The fire safety strategy seen in the WorkStack is informed by Arup’s history in delivering timber buildings globally, alongside involvement in independent research and testing of the fire performance of mass timber.

In addition, the project team worked closely with the London Fire Brigade and regulatory authorities to develop a design approach that speaks to the building’s location, specific geometry and user profiles to maximise fire safety.

The building has a tailored multi-layered fire strategy with enhanced provisions for firefighter access (Arup)

The resulting fire strategy comprises multi-layered fire protection measures tailored to the WorkStack. These include a smoke ventilation system with bespoke performance criteria defined for this development, demonstrated through computational fluid dynamics (CFD) software analysis, and enhanced provisions for firefighter access to enable rapid firefighting intervention, both from the outside, and from the inside supported by a dry riser.

The design carefully considered and controlled the location and extent to which combustible materials are exposed and set stringent fire safety performance criteria for the CLT panels, the structural connections, and other systems that need to interface with the CLT panels, such
as fire doors and fire dampers.

Large-scale testing

The arrangements in this building resemble those found in residential buildings that are internally highly subdivided, but without the sleep risk occupancy. Other commercial and light industrial buildings typically have large open plan arrangements.

To expand knowledge of building safely with timber, Arup, in collaboration with Imperial College London and CERIB – a fire test facility in France – conducted a series of experiments, called CodeRed.

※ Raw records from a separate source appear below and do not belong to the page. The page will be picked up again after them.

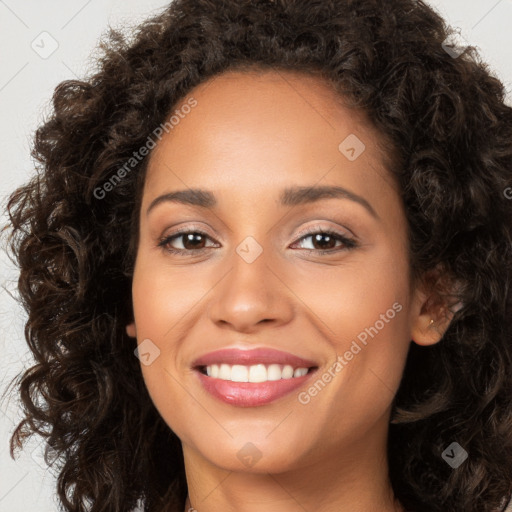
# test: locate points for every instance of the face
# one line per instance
(258, 264)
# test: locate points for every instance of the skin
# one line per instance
(250, 136)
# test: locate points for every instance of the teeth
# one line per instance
(254, 373)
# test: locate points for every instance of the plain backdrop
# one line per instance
(44, 43)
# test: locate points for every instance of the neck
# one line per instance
(353, 480)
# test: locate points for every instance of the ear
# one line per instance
(432, 310)
(131, 330)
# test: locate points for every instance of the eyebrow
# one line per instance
(291, 196)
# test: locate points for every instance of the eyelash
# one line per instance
(349, 243)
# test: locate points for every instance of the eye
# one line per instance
(193, 240)
(190, 240)
(327, 239)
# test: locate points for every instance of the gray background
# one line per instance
(28, 76)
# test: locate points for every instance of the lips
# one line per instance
(251, 394)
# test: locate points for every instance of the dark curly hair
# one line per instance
(450, 148)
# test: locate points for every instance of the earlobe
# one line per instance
(131, 330)
(431, 315)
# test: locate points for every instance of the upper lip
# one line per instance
(248, 357)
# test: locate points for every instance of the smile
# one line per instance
(266, 376)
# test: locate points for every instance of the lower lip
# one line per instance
(251, 394)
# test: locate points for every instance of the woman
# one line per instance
(267, 265)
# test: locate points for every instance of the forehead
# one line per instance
(259, 130)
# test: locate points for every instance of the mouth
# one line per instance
(250, 378)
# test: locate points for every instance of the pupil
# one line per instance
(319, 236)
(192, 237)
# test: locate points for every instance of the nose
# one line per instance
(251, 293)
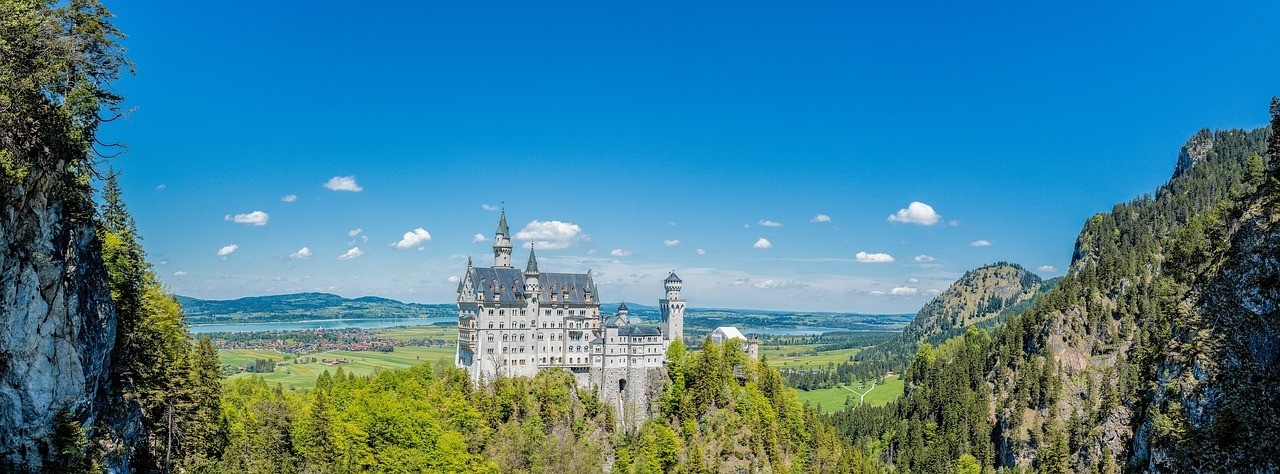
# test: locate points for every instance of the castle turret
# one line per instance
(672, 310)
(531, 276)
(502, 244)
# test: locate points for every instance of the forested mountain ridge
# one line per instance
(297, 306)
(1143, 358)
(981, 297)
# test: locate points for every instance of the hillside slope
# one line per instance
(981, 297)
(298, 306)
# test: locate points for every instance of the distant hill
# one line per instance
(301, 306)
(983, 297)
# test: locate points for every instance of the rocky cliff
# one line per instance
(58, 327)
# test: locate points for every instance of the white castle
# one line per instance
(516, 323)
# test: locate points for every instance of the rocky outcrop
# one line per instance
(58, 326)
(1220, 383)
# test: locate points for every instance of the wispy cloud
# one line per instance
(917, 213)
(873, 258)
(412, 238)
(255, 218)
(355, 253)
(343, 183)
(552, 235)
(302, 254)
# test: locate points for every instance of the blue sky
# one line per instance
(640, 138)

A 380 sq m size combustible test compartment representing an office of approximately 40 people allowed Arup to study how fires and spread in larger spaces and explore the effectiveness of protective features on fire dynamics. Arup uses these results to drive numerical modelling of the fire behaviour of exposed timber.

The WorkStack’s fire safety design considers systems that need to interface with the CLT panels, such as fire doors and fire dampers (Arup)

For Charlton WorkStack, compartments are comparatively small, as loadbearing walls separate the rental units, which are designed as separate compartments. There are generally three compartments per floor, subdividing the building much more than in a traditional building configuration, helping to limit fire spread.

External walls are encapsulated in non-combustible materials so that the loadbearing mass timber structure is used within the bounds for which its performance has been evidenced through testing and analysis. The ground floor and higher-risk plant rooms are also constructed from non-combustible materials.

Charlton WorkStack is a prototype future urban industrial building, helping to solve social challenges through imaginative architecture and multidisciplinary engineering. It is proof that sustainability and safety can go hand in hand, laying the foundations for further adoption of mass timber construction.

Judith Schulz is director for fire safety engineering and Simon Bateman is senior engineer for structural engineering at Arup.